IOG will aim to expand state government coverage by eventually hiring 100 reporters, two in each state, devoted to reporting the multi-year effects of government decisions. (The first eight pilot states will be announced in the coming weeks.) Taking on this project means working from Washington, conceptualizing the digital platforms, creating new story forms, helping stations hire and train reporters, etc.

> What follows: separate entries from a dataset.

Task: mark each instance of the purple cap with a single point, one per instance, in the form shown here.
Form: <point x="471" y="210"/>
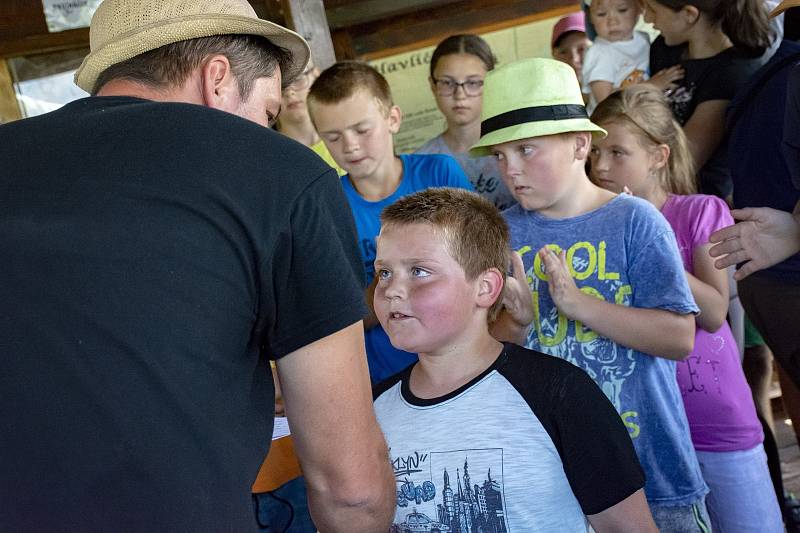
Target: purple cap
<point x="573" y="22"/>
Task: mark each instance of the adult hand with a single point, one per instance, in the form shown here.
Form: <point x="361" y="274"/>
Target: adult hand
<point x="565" y="294"/>
<point x="763" y="238"/>
<point x="517" y="299"/>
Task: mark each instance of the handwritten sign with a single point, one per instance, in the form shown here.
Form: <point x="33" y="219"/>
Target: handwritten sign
<point x="68" y="14"/>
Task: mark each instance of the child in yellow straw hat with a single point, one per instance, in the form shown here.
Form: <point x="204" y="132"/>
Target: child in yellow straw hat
<point x="606" y="287"/>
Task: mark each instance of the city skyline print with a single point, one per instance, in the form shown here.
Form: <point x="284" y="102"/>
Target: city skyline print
<point x="458" y="491"/>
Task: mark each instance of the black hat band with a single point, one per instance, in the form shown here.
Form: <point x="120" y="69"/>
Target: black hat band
<point x="532" y="114"/>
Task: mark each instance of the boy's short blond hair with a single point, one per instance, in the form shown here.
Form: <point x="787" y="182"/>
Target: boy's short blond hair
<point x="475" y="233"/>
<point x="341" y="80"/>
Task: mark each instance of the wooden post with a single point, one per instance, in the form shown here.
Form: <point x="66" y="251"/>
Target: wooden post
<point x="9" y="107"/>
<point x="307" y="17"/>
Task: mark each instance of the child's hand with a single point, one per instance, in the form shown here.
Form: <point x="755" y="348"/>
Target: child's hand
<point x="563" y="291"/>
<point x="517" y="295"/>
<point x="665" y="79"/>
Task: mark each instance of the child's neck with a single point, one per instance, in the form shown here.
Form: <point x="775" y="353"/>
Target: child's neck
<point x="583" y="198"/>
<point x="657" y="196"/>
<point x="706" y="41"/>
<point x="382" y="183"/>
<point x="302" y="132"/>
<point x="461" y="137"/>
<point x="441" y="373"/>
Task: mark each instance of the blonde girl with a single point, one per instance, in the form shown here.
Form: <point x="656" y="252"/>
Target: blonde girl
<point x="646" y="153"/>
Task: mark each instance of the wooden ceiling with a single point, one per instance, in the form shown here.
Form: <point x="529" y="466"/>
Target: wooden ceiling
<point x="359" y="28"/>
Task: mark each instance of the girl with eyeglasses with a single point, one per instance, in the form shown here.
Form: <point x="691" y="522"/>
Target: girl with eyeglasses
<point x="458" y="66"/>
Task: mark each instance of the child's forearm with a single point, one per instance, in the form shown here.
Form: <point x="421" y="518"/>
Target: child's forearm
<point x="652" y="331"/>
<point x="713" y="305"/>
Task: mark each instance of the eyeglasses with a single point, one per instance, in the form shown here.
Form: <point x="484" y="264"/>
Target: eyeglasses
<point x="448" y="86"/>
<point x="302" y="81"/>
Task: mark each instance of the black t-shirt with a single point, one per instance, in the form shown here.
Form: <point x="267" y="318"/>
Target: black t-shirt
<point x="764" y="142"/>
<point x="714" y="78"/>
<point x="152" y="252"/>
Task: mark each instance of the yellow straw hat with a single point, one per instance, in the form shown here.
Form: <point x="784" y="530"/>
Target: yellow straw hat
<point x="783" y="6"/>
<point x="531" y="98"/>
<point x="122" y="29"/>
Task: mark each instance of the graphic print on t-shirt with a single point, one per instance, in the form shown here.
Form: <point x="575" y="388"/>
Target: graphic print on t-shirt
<point x="606" y="362"/>
<point x="458" y="491"/>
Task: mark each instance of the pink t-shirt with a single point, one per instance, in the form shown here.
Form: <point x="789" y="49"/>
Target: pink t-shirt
<point x="718" y="402"/>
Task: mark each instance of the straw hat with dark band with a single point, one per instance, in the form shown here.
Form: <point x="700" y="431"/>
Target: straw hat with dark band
<point x="122" y="29"/>
<point x="783" y="6"/>
<point x="531" y="98"/>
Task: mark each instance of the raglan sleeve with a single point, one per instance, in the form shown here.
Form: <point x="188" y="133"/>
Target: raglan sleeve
<point x="598" y="455"/>
<point x="314" y="274"/>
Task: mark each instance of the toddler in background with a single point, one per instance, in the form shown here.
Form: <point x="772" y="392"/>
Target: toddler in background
<point x="620" y="55"/>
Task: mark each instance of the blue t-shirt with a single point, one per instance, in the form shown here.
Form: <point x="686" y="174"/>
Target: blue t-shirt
<point x="419" y="173"/>
<point x="623" y="252"/>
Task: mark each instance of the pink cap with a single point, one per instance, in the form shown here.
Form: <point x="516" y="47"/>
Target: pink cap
<point x="573" y="22"/>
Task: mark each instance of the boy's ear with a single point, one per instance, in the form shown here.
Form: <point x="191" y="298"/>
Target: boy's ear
<point x="395" y="118"/>
<point x="490" y="287"/>
<point x="583" y="145"/>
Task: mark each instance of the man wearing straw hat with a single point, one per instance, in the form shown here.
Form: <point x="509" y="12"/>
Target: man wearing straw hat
<point x="155" y="246"/>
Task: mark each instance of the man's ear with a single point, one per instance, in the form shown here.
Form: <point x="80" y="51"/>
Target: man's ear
<point x="490" y="287"/>
<point x="689" y="14"/>
<point x="395" y="118"/>
<point x="219" y="87"/>
<point x="583" y="145"/>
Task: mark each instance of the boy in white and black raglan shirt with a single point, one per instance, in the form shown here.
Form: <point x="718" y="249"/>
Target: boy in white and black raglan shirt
<point x="486" y="436"/>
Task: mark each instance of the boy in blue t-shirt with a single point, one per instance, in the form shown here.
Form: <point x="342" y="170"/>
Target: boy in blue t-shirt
<point x="606" y="288"/>
<point x="351" y="107"/>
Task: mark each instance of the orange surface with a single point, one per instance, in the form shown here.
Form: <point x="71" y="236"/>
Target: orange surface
<point x="279" y="467"/>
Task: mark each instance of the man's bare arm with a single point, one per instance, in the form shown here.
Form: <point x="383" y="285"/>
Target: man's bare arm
<point x="764" y="237"/>
<point x="342" y="452"/>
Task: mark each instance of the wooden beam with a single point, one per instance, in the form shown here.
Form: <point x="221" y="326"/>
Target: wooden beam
<point x="343" y="14"/>
<point x="415" y="30"/>
<point x="307" y="17"/>
<point x="9" y="107"/>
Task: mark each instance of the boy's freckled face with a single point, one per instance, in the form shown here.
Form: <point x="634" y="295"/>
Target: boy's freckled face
<point x="358" y="132"/>
<point x="614" y="20"/>
<point x="423" y="299"/>
<point x="538" y="171"/>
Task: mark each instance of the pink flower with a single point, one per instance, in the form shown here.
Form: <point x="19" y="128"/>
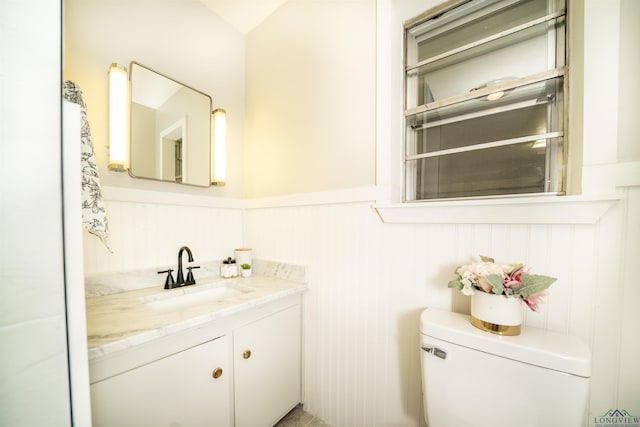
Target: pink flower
<point x="534" y="301"/>
<point x="514" y="279"/>
<point x="485" y="285"/>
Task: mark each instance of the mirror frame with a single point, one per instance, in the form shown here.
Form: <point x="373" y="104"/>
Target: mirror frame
<point x="183" y="119"/>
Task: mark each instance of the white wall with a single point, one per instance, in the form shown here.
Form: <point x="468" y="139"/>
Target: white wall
<point x="34" y="381"/>
<point x="181" y="39"/>
<point x="369" y="282"/>
<point x="311" y="99"/>
<point x="361" y="313"/>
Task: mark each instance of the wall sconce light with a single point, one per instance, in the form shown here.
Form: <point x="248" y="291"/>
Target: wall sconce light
<point x="219" y="147"/>
<point x="118" y="118"/>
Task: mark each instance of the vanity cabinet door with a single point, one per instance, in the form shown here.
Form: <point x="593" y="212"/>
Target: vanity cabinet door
<point x="181" y="389"/>
<point x="267" y="368"/>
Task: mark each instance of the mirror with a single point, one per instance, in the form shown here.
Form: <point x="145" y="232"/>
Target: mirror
<point x="170" y="129"/>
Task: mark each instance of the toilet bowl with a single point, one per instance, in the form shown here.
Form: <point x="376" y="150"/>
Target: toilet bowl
<point x="475" y="378"/>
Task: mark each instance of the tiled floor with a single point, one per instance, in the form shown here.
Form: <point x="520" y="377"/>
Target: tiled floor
<point x="298" y="418"/>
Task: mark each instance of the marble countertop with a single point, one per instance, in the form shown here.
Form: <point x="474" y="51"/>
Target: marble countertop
<point x="122" y="320"/>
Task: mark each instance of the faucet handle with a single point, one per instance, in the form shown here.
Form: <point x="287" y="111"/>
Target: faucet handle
<point x="169" y="283"/>
<point x="190" y="279"/>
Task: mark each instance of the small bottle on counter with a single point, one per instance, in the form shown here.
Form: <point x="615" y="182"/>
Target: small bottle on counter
<point x="228" y="268"/>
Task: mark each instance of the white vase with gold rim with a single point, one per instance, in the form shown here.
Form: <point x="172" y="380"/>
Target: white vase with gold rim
<point x="498" y="314"/>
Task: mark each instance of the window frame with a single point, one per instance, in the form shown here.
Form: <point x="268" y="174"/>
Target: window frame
<point x="560" y="52"/>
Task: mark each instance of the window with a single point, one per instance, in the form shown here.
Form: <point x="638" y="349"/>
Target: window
<point x="485" y="88"/>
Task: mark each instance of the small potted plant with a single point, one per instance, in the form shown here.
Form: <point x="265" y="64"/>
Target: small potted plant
<point x="245" y="270"/>
<point x="497" y="292"/>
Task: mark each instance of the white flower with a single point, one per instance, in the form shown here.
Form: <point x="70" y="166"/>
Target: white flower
<point x="467" y="288"/>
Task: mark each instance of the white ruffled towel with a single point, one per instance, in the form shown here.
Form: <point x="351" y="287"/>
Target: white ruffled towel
<point x="94" y="215"/>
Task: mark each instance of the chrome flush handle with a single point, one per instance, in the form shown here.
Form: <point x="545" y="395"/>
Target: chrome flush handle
<point x="435" y="351"/>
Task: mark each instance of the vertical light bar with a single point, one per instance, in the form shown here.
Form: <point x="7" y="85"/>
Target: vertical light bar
<point x="118" y="120"/>
<point x="219" y="161"/>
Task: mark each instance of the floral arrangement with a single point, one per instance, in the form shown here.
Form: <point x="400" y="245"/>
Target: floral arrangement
<point x="511" y="280"/>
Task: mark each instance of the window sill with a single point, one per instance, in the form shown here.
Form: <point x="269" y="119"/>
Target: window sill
<point x="525" y="210"/>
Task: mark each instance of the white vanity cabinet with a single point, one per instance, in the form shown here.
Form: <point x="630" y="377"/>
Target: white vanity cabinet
<point x="266" y="358"/>
<point x="169" y="381"/>
<point x="188" y="388"/>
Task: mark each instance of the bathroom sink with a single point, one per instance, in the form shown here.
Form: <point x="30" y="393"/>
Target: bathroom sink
<point x="188" y="296"/>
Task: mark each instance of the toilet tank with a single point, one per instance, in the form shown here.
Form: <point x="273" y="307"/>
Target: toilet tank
<point x="475" y="378"/>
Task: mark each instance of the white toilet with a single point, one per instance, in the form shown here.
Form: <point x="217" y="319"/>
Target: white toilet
<point x="475" y="378"/>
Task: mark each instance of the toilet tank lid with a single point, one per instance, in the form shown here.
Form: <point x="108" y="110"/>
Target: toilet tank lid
<point x="547" y="349"/>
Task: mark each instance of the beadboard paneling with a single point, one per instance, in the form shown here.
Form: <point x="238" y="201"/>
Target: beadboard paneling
<point x="148" y="235"/>
<point x="369" y="282"/>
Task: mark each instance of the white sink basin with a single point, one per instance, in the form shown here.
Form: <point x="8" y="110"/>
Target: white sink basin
<point x="191" y="295"/>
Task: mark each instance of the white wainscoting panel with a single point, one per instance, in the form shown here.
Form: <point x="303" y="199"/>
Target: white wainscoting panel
<point x="369" y="281"/>
<point x="149" y="234"/>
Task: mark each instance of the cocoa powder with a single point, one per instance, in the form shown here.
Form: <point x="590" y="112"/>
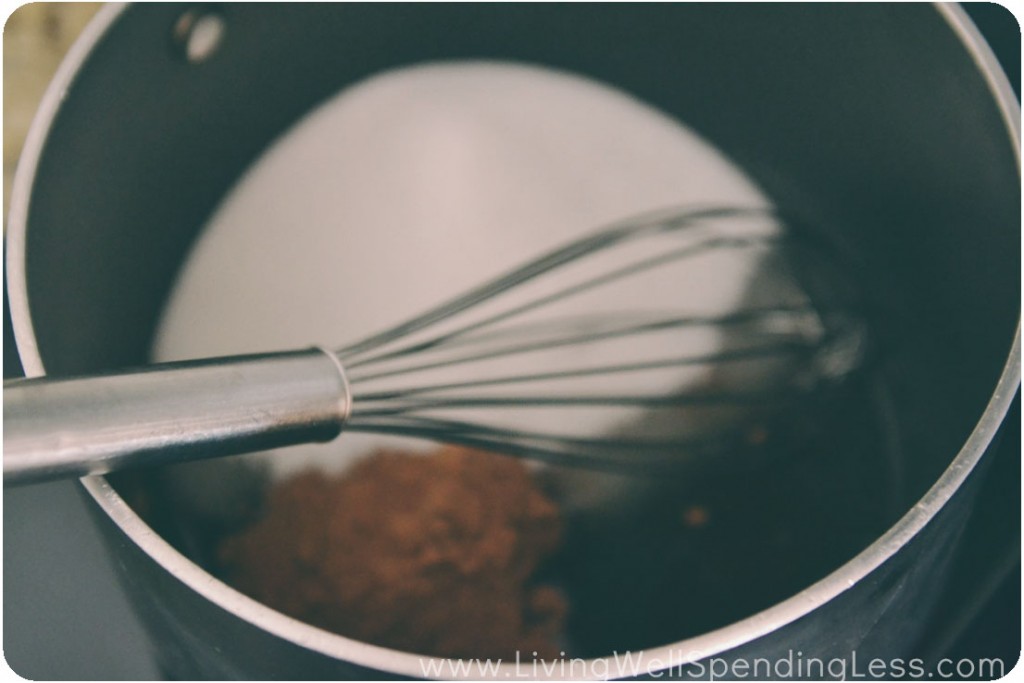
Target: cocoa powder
<point x="431" y="554"/>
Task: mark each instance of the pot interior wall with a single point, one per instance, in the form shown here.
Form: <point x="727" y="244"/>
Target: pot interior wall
<point x="868" y="120"/>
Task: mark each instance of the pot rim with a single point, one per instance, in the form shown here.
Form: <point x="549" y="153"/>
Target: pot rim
<point x="407" y="664"/>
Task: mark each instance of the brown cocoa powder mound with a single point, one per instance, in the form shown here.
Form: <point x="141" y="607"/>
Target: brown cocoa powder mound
<point x="430" y="554"/>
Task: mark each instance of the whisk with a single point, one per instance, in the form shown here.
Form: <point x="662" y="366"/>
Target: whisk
<point x="569" y="358"/>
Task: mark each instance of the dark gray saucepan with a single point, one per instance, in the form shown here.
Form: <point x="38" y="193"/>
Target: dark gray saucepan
<point x="890" y="125"/>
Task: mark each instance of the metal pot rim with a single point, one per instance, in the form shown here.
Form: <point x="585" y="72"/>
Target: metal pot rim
<point x="339" y="647"/>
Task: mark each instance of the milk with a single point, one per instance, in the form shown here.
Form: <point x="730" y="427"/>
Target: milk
<point x="410" y="187"/>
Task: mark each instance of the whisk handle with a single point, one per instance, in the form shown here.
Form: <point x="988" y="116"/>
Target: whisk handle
<point x="170" y="413"/>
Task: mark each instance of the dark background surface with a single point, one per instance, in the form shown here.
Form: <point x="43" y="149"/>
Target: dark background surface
<point x="65" y="617"/>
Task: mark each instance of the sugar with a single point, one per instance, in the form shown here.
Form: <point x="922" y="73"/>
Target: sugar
<point x="412" y="186"/>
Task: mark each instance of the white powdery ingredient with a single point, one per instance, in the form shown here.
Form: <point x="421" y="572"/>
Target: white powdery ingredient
<point x="416" y="184"/>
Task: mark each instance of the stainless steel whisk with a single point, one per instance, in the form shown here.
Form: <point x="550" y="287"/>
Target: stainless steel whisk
<point x="560" y="359"/>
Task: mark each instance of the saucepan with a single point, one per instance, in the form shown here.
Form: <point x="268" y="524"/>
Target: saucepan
<point x="891" y="126"/>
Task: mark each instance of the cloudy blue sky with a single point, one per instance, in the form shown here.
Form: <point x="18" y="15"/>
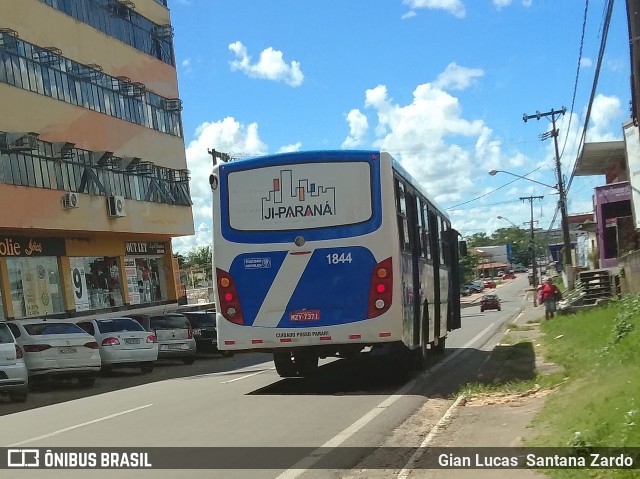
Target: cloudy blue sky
<point x="441" y="84"/>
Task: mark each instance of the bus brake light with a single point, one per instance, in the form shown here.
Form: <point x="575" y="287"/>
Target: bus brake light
<point x="229" y="302"/>
<point x="381" y="289"/>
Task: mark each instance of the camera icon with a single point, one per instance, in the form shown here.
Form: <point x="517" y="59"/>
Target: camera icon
<point x="23" y="457"/>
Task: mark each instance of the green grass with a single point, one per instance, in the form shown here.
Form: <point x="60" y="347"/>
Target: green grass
<point x="599" y="403"/>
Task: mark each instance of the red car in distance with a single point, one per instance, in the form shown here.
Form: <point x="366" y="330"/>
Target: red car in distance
<point x="489" y="301"/>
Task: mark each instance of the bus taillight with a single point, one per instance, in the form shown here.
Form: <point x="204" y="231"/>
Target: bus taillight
<point x="380" y="291"/>
<point x="229" y="302"/>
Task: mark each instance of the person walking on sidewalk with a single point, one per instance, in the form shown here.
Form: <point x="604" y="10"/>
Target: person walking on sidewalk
<point x="548" y="295"/>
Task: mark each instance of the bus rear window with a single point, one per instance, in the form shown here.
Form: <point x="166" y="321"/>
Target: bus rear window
<point x="300" y="196"/>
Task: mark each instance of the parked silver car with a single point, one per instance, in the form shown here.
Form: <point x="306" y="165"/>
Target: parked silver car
<point x="14" y="377"/>
<point x="174" y="334"/>
<point x="57" y="348"/>
<point x="122" y="342"/>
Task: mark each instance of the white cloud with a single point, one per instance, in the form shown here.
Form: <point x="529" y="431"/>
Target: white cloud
<point x="454" y="7"/>
<point x="358" y="126"/>
<point x="228" y="136"/>
<point x="606" y="118"/>
<point x="455" y="77"/>
<point x="586" y="62"/>
<point x="271" y="65"/>
<point x="289" y="148"/>
<point x="500" y="4"/>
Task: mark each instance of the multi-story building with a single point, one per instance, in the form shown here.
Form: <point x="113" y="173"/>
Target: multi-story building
<point x="93" y="175"/>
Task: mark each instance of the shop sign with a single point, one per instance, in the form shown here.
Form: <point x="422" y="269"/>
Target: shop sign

After getting the offer, I spent days talking myself out of and then back into and back out of the opportunity. I would have never been able to stretch and grow across platforms without the vision of John Thornton, the friendship of Ross Ramsey and the trust of Evan Smith, who’s basically the George Clooney character in the “Ocean’s 11” of journalists who came together. I feel a deep, deep attachment to what we’re building here. After all, this is born of our actual sweat and tears. (Many, many tears, in my case. Ask my multimedia partners-in-crime Todd or Justin.)

I wasn’t (and am still not fully) ready to leave our baby, or my real-life friends that helped build it, or the city that quickly became my home. I prefer Austin’s four seasons – mildly hot, medium hot, sauna hot and surface-of-sun hot – over actual seasons. But I decided to take this leap into another public media unknown because I’m sold on what a special opportunity this is to grow and learn, and on NPR’s commitment to being on the cutting edge of web journalism, which is of highest importance to me.*

So off I go. I’m counting on you to bring me a case of Shiner, and if you’re a really good friend, some Tito’s, when you visit. Both are nearly impossible to find inside the Beltway.

*That’s the official line, anyway. I was really most swayed when my soon-to-be boss said that if I went to DC, Nina Totenberg and I “could be BFFs”.